Some of my own favourites from the relevant Booker period would include Anne Enright’s Actress, Adam Mars-Jones’s Box Hill, Marina Kemp’s Nightingale, Mary Costello’s The River Capture, Cynan Jones’s Stillicide and JM Coetzee’s The Death of Jesus.
“Naturally there will be books on the list that haven’t been published yet, or that slipped under the radar and nobody but the judges has read them. Then we’ll all rush out to buy them –or rush to our laptops to order them – and find out what the fuss is about. That’s the beauty of the Booker, after all.”
Given Child’s presence on the judging panel, which books do the Irish Toimes’ two crime fiction reviewers reckon might make the cut?
Long Bright River by Liz Moore is “probably the single best thing I’ve read in five years’ reviewing”, according to Declan Hughes. Lee Child himself said: “Tough, tense and twisty – but tender, human and deeply affecting, too ... I don’t have a sister, but when I finished the book I called my brother, just to hear his voice.” The Last Crossing by Brian McGilloway has an outside chance too, Hughes reckons. “The book is very good and also it is about important things.”
Declan Burke reckons “Amanda Craig’s The Golden Rule might be a long shot – she has the literary reputation, but the book is a reworking of Highsmith’s Strangers on a Train. The valedictory tone of The Last Trial might sneak Scott Turow in there. Sarah Jane by James Sallis is probably ideal for the genre-literary overlap. And I wouldn’t be totally shocked, given the political content of her novels, if Attica Locke appeared on the longlist for Heaven, My Home.”
Reviewer Niamh Donnelly said: “There are so many big hitters this year; many of them homegrown. I think Colum McCann, Sebastian Barry, Anne Enright, Maggie O’Farrell, Eimear McBride, Mary Costello and Donal Ryan are all in with a shot – O’Farrell being the most likely, in my opinion, though I’m a devout Enright apostle and will happily plump for Actress, which I thought was sharp, sad, funny and very typically Enright.
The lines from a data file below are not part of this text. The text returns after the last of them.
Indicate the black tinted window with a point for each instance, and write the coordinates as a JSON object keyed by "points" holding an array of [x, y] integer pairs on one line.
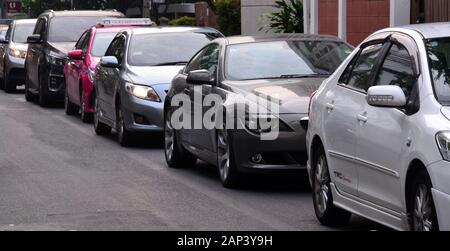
{"points": [[69, 29], [22, 31], [164, 48], [397, 70], [357, 75]]}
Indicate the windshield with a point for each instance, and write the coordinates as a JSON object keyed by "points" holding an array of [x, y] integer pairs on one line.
{"points": [[22, 31], [165, 48], [279, 59], [101, 43], [69, 29], [438, 58]]}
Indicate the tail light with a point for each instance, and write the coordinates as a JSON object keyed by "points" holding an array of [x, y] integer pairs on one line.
{"points": [[310, 102]]}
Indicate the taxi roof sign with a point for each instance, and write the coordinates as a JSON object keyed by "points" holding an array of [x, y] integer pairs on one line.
{"points": [[109, 22]]}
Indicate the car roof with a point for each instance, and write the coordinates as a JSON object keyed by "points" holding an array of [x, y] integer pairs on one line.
{"points": [[83, 13], [172, 29], [431, 30], [25, 21], [279, 37]]}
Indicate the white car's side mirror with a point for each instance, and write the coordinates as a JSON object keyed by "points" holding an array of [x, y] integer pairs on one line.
{"points": [[386, 96]]}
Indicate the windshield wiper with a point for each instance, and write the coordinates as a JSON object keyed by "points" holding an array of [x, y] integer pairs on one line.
{"points": [[172, 63], [305, 76]]}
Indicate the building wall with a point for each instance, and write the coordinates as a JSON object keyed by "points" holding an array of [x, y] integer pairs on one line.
{"points": [[328, 17], [252, 15], [365, 17]]}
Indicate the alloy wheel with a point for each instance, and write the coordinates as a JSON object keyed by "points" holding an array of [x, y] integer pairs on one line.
{"points": [[223, 153], [321, 185], [422, 214]]}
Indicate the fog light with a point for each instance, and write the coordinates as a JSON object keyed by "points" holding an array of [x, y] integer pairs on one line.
{"points": [[257, 158]]}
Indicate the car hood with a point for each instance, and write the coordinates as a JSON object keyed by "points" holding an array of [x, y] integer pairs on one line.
{"points": [[62, 48], [293, 95], [153, 75]]}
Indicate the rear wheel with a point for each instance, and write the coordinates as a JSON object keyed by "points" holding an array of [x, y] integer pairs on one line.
{"points": [[85, 116], [100, 128], [69, 107], [176, 156], [327, 213], [10, 86], [28, 95], [423, 213]]}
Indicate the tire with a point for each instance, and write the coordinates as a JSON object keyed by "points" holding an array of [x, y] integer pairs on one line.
{"points": [[124, 136], [44, 99], [69, 107], [9, 86], [327, 213], [85, 116], [29, 97], [100, 128], [176, 156], [229, 175], [422, 208]]}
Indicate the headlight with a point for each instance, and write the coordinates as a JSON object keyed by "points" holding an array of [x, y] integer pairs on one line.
{"points": [[443, 142], [17, 53], [91, 75], [142, 92], [56, 60]]}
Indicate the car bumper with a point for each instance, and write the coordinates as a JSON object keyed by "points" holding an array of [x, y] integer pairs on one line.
{"points": [[142, 115], [440, 177], [15, 68], [287, 152]]}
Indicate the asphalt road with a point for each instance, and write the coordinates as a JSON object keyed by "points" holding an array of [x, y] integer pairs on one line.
{"points": [[56, 174]]}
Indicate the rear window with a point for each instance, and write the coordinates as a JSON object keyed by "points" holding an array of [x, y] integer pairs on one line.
{"points": [[69, 29]]}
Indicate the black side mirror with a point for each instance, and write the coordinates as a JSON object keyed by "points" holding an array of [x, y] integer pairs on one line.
{"points": [[3, 40], [34, 39], [199, 77]]}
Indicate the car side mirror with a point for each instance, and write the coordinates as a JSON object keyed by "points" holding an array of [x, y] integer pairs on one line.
{"points": [[109, 62], [75, 54], [199, 77], [34, 39], [3, 40], [386, 96]]}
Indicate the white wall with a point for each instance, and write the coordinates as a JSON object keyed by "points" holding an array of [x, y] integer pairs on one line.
{"points": [[252, 12]]}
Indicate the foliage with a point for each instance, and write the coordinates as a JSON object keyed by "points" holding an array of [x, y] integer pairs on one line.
{"points": [[183, 21], [287, 19], [228, 14]]}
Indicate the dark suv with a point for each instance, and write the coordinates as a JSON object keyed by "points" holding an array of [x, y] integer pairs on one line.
{"points": [[56, 33]]}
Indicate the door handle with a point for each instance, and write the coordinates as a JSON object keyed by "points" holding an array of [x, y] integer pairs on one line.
{"points": [[362, 118], [330, 106]]}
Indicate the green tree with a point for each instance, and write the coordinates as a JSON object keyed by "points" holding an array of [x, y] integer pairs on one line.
{"points": [[287, 19], [228, 14]]}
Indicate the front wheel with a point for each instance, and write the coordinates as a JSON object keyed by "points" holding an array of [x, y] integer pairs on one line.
{"points": [[225, 160], [423, 211], [100, 128], [176, 156], [327, 213]]}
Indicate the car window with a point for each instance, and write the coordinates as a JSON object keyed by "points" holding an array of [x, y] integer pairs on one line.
{"points": [[207, 59], [116, 48], [397, 70], [357, 75]]}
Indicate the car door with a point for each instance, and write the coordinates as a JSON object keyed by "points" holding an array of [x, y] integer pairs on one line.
{"points": [[383, 134], [343, 102], [200, 136], [74, 69], [113, 77], [35, 53]]}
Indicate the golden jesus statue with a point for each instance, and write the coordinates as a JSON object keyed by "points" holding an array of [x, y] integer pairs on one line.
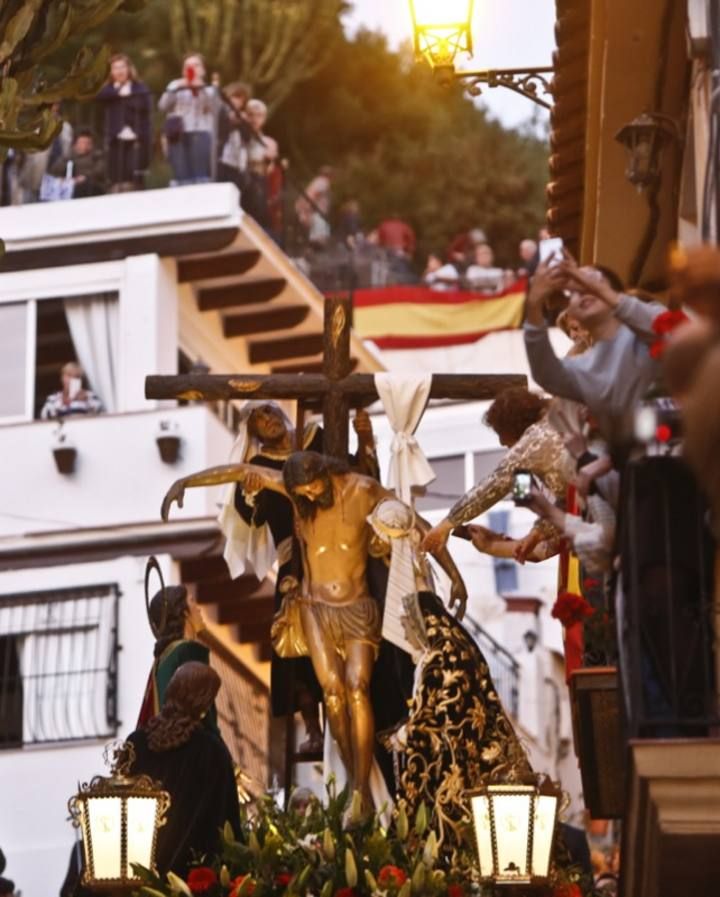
{"points": [[341, 621]]}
Maybe not zeitgeisty enough, or stylistically wacky enough to win, but I still adored it.
“Further afield, there’s Brit Bennett’s The Vanishing Half, Jenny Offill’s Weather, Awaeke Emezi’s The Death of Vivek Oji, David Mitchell’s Utopia Avenue...the obvious bet would be Hillary Mantel’s The Mirror and the Light, the third in her Thomas Cromwell trilogy. I haven’t read it yet but I’ve heard it’s a masterpiece and I’m certainly curious to see if she’ll do the hat-trick.
“The books that stood out to me personally this year – Niamh Campbell’s This Happy, Rob Doyle’s Threshold, Emma Jane Unsworth’s Adults, Kiley Reid’s Such a Fun Age – don’t really fit the Booker mould, so it’s unlikely their publishers will take a punt on them (publishers only have a limited amount of books they can enter, depending on strange and complex criteria). Though, with Lee Child on the judging panel, what we think of as the Booker-mould might be upset. American Dirt has been conspicuously absent from prize lists and will likely be absent from this one, what with the hype and controversy that overshadows it.
“I like to see lesser-known books from smaller publishing houses do well. One I reviewed earlier this year, Adrian Duncan’s A Sabbatical in Leipzig, published by The Lilliput Press, certainly deserves recognition. It is carefully constructed and moving, but for reasons that are hard to pin down, because its style is like nothing else.
“Finally, when I worked as a bookseller, any mention of the word Olive Kitteridge would change the light in the room. Those books bring such joy to so many people and for that alone, I think Olive, Again should get a nod.”